Il tentativo di autoaffermazione di Ted, aiutato dall’amico John e dalla giovane ed eccentrica avvocatessa Samantha (Amanda Seyfried), è il tema portante del film, che si distingue dal predecessore per una più marcata componente riflessiva. Nulla di troppo elaborato – il focus rimane sempre e comunque sulla comicità, qui più diretta e “becera” che mai -, ma, per quanto possa sembrare assurdo, dietro alla vicenda di Ted è facile leggere in filigrana la critica a una società che emargina tutto ciò che esula da un fantomatico, chimerico ideale di “normalità”.

Ma la critica è semplicemente un contorno, la ciliegina sulla torta in un film che non avrebbe ragione di esistere senza la componente comica.

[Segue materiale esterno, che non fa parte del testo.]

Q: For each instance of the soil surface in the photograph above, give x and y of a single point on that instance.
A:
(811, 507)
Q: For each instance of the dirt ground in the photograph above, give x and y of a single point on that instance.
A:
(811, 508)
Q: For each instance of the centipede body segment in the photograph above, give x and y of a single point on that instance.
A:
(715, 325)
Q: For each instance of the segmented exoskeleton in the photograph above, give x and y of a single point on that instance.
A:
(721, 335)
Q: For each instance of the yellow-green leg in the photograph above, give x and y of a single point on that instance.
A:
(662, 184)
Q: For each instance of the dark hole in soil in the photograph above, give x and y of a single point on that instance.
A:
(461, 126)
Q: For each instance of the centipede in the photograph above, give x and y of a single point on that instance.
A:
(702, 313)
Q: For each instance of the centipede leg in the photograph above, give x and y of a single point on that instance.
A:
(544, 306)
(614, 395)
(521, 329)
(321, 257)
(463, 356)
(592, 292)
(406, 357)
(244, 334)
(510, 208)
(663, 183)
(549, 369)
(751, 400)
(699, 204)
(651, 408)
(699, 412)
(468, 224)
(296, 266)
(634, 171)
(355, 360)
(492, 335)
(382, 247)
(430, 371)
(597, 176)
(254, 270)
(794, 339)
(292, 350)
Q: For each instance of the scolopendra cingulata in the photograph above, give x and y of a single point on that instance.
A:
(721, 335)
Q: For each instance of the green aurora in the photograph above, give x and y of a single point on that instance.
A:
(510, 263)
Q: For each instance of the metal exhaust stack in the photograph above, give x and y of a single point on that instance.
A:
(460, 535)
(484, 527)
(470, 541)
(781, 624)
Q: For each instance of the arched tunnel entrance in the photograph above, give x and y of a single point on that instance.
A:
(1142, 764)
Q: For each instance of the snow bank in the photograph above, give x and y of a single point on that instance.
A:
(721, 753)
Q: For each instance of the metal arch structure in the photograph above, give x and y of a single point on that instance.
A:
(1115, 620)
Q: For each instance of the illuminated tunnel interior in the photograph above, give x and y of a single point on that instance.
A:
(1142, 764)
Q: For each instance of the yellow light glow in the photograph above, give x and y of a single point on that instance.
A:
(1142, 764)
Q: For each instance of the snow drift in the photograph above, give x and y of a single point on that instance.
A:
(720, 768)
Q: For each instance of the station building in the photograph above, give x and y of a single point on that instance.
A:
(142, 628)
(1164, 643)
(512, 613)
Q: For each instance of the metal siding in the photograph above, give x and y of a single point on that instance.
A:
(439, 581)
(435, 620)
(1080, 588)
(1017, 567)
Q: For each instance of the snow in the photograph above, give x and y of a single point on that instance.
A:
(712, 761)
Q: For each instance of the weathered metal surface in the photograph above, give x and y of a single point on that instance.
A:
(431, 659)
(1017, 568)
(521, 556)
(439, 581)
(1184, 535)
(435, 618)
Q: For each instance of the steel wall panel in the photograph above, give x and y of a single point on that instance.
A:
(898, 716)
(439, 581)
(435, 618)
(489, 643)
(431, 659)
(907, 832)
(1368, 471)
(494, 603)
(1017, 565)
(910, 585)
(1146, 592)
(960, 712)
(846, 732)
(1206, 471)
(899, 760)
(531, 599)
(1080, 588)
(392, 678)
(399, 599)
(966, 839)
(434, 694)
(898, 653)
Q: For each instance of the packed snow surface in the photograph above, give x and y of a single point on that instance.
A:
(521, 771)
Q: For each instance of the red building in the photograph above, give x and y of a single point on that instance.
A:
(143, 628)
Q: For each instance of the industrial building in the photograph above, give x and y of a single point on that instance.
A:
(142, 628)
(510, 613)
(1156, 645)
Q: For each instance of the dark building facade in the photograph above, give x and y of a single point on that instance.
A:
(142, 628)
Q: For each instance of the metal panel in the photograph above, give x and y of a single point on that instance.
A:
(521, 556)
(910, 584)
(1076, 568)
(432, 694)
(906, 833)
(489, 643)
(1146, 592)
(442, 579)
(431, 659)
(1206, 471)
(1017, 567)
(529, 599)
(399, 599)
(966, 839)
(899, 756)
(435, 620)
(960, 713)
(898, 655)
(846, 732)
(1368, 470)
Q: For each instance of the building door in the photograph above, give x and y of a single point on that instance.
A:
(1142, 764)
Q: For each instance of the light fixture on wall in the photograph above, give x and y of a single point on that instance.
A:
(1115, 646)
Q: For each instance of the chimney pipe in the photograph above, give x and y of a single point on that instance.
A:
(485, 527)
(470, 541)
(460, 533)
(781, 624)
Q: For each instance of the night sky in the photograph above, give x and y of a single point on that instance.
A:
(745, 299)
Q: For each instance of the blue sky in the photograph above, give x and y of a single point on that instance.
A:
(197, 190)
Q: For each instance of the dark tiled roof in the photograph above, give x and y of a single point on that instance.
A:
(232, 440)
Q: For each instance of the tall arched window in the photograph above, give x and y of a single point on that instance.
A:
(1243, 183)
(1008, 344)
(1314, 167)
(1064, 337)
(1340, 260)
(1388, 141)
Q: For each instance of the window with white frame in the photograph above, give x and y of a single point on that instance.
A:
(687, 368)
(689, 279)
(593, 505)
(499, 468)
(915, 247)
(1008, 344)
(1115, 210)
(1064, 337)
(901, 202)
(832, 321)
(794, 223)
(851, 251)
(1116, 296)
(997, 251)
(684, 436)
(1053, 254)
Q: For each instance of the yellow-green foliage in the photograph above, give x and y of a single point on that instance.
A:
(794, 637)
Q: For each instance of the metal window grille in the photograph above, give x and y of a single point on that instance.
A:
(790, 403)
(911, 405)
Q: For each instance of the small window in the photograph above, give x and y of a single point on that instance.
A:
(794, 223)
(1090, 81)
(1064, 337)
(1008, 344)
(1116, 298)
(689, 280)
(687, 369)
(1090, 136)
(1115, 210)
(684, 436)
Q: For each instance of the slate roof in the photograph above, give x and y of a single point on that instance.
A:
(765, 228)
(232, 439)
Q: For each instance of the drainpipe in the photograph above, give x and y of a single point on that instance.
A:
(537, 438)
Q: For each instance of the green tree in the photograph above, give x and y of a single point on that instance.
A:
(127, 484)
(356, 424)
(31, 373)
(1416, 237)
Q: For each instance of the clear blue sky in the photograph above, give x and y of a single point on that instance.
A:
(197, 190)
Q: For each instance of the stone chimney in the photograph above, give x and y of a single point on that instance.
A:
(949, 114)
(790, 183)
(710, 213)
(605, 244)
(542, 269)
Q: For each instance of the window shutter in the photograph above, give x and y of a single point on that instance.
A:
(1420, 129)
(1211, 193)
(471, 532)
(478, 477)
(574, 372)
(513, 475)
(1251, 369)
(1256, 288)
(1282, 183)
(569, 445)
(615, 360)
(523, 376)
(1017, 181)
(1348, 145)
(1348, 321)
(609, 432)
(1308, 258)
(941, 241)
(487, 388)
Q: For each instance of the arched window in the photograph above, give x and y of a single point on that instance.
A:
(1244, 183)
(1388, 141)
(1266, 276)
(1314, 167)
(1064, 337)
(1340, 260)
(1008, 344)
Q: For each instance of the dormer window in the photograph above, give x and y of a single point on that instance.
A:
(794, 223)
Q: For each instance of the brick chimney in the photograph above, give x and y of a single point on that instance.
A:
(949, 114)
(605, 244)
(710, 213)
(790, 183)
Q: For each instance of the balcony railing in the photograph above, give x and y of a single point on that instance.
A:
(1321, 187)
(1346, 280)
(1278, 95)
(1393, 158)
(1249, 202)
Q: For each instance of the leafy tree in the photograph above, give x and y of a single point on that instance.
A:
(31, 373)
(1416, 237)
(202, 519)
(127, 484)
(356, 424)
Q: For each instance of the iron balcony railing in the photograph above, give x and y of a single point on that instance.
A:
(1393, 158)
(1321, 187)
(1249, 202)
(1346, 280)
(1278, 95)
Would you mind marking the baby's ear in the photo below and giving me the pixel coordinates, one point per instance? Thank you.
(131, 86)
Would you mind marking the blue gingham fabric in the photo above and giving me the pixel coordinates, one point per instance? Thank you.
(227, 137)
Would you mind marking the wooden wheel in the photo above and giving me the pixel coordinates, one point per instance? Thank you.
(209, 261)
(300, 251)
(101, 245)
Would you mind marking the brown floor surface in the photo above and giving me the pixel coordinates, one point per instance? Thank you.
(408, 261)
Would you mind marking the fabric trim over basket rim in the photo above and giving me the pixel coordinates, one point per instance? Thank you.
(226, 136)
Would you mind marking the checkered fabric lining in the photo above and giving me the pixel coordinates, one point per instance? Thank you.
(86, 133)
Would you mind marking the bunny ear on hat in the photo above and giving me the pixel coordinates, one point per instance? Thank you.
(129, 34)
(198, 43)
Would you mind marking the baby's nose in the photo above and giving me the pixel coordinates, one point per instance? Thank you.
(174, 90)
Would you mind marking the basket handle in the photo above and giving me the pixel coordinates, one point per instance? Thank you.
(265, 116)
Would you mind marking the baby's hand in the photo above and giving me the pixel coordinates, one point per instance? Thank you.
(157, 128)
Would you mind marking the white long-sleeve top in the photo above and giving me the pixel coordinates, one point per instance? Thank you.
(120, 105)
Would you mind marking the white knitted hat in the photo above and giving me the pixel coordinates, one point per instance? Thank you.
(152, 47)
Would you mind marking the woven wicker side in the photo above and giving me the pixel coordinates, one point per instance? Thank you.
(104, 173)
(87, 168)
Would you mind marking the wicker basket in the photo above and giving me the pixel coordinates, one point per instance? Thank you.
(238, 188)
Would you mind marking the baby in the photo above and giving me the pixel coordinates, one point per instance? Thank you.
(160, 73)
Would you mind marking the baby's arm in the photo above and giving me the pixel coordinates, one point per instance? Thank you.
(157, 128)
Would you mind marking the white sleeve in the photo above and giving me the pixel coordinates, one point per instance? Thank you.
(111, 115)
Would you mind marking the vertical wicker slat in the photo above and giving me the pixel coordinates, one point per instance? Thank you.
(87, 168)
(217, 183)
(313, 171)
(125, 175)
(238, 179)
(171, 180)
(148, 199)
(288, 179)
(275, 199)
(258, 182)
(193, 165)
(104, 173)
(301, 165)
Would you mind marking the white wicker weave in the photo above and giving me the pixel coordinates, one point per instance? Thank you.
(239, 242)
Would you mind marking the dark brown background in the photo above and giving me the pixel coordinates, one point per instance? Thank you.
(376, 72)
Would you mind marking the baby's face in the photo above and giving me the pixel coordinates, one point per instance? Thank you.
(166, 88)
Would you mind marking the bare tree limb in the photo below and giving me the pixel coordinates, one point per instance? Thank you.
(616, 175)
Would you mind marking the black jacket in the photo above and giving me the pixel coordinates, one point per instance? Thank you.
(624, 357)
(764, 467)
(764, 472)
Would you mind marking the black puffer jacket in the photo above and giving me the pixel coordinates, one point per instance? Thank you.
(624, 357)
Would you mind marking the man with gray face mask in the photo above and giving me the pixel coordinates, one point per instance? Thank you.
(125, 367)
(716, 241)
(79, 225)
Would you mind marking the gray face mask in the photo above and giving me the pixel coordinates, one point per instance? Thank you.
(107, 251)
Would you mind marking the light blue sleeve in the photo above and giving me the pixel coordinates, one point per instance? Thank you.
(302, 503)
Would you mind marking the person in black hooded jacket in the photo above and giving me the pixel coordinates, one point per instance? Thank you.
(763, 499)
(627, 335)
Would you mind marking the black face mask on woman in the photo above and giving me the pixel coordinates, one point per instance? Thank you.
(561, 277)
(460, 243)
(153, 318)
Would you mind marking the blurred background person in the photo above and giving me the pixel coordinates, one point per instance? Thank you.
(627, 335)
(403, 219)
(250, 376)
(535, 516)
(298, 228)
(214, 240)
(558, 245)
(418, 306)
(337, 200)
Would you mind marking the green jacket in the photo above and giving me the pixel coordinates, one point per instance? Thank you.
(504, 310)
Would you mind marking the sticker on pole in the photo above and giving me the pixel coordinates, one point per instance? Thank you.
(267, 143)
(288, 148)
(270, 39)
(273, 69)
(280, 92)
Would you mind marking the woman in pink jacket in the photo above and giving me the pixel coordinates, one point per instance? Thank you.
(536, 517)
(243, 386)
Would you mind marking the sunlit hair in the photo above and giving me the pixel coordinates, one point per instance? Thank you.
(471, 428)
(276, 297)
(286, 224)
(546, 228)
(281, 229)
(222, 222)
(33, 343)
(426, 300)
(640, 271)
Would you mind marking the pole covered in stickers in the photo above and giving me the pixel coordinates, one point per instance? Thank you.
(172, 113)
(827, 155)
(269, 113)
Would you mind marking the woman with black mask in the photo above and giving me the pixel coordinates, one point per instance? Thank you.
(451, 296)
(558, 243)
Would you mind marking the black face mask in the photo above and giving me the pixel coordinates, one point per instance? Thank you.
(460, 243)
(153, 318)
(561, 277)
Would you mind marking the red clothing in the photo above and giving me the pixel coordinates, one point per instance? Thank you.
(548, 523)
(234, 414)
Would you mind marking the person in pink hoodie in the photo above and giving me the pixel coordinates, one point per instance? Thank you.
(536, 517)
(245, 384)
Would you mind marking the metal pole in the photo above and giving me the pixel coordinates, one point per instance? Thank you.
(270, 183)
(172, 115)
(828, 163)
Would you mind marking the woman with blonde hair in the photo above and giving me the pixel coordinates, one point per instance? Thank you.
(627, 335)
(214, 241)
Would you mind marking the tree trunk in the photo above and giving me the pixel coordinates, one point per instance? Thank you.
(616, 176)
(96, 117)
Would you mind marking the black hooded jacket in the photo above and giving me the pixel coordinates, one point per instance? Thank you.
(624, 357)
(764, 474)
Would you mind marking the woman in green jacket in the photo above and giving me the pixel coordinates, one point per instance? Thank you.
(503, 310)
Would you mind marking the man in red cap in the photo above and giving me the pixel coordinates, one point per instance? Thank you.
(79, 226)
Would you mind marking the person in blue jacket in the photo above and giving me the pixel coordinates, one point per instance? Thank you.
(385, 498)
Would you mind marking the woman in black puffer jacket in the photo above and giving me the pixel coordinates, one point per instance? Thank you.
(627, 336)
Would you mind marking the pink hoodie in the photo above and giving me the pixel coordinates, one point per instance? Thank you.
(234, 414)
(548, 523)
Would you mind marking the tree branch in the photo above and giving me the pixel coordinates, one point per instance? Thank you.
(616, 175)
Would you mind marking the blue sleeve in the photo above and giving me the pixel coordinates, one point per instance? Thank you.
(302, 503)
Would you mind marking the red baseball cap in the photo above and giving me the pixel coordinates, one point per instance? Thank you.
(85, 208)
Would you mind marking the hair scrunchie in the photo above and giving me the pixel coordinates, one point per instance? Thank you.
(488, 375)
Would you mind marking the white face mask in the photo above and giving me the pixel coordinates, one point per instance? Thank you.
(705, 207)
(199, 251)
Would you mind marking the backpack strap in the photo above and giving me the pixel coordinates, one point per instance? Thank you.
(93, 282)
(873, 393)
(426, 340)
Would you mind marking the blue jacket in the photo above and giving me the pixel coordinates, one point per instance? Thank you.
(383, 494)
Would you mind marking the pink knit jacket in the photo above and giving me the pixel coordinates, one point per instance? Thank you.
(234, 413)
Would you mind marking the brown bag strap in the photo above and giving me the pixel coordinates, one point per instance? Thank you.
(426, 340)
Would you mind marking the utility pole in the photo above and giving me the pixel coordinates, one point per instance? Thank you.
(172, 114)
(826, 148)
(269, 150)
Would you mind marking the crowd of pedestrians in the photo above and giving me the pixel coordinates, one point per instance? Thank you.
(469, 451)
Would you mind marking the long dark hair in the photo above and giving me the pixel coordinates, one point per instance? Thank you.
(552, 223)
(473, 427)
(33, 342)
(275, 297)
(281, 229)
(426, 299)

Fortunatamente MacFarlane non ha perso lo smalto del primo capitolo: se è vero che la maggiore insistenza, rispetto al primo capitolo, su battute a sfondo sessuale rende gli sketches molto più prevedibili, la quantità esorbitante di citazioni alla cultura pop contemporanea (e non) basta a elevare Ted 2 ai livelli del prequel. Da riferimenti palesi come il nome dell’avvocatessa (Samantha Leslie Jackson, ovvero Sam L. Jackson) o il ritorno di Flash Gordon, MacFarlane si addentra in una serie di citazioni più nascoste che vanno da Il signore degli anelli a Cenerentola, da Neil Diamond a Jurassic Park. Ancora, la decisione di ambientare un’intera sequenza al Comic-Con (uno dei più importanti festival mondiali dedicati a cinema, fumetti e arti in generale) permette al regista di sguazzare nel sottobosco pop e postmoderno in cui è cresciuto, e in cui molti dei fan delle sue opere possono riconoscersi. 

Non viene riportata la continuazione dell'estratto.